Wednesday, May 16, 2018

Hurting Others

I don't get angry very often. But one thing that does anger me is when I hear addicts or alcoholics say they never hurt anyone while they were using. Just themselves.

One of the realities of the recovery business is that we don't just deal with our addict clients. We also deal with their parents. Their children. Their wives. Along with other loved ones.

And if an addict wants to see real pain, talking to the parents – or other loved ones – will give him all the evidence he needs.

I was reminded of this today while talking to a woman who called several months ago to see about getting her son into our program, once he was released from jail. The first time we talked she was looking for a place for him if the courts released him before sentencing.

During each of our conversations, I could sense her anxiety.

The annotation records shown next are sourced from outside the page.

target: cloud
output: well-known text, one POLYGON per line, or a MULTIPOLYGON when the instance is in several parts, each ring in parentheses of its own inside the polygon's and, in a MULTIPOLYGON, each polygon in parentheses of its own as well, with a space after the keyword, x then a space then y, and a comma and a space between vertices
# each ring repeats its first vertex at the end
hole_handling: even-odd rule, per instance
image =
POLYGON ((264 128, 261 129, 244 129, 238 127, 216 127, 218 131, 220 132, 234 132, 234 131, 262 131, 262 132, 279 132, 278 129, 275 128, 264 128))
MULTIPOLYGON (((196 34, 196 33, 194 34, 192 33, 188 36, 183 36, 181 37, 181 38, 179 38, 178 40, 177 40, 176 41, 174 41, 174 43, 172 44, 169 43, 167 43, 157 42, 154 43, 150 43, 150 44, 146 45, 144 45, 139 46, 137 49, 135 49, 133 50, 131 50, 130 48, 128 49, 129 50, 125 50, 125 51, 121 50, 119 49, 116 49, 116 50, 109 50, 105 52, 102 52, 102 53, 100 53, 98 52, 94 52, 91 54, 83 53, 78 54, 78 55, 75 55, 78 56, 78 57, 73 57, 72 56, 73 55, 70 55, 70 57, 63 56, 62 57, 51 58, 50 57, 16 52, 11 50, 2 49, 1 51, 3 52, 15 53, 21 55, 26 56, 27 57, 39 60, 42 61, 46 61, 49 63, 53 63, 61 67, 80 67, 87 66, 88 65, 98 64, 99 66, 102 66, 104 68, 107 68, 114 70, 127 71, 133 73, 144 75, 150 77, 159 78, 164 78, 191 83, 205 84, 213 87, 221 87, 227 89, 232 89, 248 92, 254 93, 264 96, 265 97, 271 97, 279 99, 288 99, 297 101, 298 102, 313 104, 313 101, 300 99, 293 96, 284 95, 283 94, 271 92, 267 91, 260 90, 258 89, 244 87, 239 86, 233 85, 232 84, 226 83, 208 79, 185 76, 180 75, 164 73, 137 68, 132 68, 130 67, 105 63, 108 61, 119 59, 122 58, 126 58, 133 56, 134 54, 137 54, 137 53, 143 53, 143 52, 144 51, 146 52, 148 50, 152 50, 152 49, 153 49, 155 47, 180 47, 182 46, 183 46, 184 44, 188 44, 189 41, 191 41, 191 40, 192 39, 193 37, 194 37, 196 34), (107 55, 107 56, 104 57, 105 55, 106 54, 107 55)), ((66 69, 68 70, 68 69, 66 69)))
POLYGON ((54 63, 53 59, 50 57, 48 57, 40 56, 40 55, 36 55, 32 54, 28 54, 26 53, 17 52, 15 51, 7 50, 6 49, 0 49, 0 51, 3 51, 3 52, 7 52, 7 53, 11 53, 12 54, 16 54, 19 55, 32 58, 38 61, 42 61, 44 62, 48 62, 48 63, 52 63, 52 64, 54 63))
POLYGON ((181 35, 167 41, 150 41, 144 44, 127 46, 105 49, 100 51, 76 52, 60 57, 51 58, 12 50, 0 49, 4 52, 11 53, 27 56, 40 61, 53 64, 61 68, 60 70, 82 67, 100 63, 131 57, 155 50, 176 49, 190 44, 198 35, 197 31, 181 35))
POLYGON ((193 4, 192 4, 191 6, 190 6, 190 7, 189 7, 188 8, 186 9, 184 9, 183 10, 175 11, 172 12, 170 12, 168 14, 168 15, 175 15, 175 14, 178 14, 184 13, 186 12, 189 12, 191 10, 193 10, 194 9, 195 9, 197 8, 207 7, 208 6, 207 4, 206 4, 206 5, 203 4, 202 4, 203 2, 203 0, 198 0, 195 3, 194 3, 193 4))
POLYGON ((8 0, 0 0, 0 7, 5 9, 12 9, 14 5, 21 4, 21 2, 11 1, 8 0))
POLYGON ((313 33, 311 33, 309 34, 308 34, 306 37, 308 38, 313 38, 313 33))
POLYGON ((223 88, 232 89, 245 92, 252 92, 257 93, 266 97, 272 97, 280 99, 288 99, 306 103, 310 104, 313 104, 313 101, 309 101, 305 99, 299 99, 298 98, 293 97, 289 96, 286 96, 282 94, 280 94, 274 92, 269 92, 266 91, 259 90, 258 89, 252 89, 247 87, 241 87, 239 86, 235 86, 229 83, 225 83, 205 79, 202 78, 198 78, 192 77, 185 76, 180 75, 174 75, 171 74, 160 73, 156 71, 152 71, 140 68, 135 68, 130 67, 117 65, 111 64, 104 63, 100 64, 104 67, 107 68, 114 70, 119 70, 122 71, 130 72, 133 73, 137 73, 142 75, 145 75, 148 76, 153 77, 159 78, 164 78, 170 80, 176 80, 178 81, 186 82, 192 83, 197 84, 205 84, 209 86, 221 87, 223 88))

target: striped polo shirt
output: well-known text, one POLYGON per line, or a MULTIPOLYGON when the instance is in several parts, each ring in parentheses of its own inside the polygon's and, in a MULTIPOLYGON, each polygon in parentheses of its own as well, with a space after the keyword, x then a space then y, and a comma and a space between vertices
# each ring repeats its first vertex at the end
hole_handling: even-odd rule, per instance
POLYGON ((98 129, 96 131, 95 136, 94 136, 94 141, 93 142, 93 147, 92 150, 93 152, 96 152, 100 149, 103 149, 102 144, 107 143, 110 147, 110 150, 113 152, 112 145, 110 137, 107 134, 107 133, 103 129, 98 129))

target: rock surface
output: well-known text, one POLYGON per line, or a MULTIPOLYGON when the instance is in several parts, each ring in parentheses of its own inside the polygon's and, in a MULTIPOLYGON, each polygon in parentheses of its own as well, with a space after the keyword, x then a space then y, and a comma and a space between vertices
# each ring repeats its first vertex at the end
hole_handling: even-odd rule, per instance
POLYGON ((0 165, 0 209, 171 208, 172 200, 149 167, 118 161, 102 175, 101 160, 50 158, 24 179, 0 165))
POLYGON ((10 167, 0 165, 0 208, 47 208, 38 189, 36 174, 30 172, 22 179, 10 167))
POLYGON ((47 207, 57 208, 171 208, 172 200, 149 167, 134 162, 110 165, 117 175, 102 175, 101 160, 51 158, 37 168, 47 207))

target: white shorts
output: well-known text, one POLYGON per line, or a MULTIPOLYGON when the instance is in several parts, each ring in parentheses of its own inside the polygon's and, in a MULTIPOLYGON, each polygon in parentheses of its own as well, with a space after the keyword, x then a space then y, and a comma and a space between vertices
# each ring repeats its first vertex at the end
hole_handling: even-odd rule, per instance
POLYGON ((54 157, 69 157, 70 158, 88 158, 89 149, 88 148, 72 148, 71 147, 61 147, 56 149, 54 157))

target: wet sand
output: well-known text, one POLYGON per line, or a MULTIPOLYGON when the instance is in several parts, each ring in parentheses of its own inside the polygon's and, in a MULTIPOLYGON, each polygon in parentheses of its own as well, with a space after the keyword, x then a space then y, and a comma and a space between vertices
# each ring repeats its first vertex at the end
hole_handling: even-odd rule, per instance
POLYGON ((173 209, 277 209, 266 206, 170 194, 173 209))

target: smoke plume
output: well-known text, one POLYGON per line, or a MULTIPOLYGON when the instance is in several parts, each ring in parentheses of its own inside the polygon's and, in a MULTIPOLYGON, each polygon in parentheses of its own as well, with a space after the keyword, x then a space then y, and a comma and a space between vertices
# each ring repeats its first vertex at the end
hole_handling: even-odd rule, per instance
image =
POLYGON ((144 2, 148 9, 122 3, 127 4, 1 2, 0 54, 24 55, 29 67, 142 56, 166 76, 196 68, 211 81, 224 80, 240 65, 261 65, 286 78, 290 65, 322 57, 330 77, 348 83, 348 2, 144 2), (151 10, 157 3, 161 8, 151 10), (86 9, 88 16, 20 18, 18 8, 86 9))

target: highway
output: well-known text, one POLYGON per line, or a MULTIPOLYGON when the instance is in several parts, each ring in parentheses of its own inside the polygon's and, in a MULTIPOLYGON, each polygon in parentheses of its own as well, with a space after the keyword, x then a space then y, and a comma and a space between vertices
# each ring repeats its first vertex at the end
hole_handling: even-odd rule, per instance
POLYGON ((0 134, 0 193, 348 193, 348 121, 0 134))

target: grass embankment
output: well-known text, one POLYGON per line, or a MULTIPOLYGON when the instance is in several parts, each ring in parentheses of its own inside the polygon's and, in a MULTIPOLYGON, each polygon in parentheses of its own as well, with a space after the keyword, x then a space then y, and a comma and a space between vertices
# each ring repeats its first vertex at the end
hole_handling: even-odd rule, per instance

Even though all of the information she needed is on our website, she wanted to talk to a real person about how TLC operates. So I took the time needed, patiently explaining to her about the application process, about how the program works, the housing, the food, the job situation and so forth. It was obvious that she was concerned about her son, his addiction, and what would become of him. In other words, she was going through a lot of pain and anxiety because of her son's addiction. An addiction that had landed him in jail and could potentially put him in prison if he doesn't succeed in our program.

I've seen this scenario play out over the years many times. And sometimes it doesn't end well. Often the parents or family members I talk to call me later to tell me that the child or husband died of an overdose.

So the idea that our addiction only hurts us is an example of how self-centered we addicts can really be. Not only do we hurt those who care about us, we also hurt society at large. After all, how many of us contributed anything to the world during our addiction? We took and took until we burned everyone out or ended up in jail or a mental hospital. And at the same time, we were breaking other people's hearts.

Only as we mature in our recovery do we realize just how much impact our disease had on the world and those we love.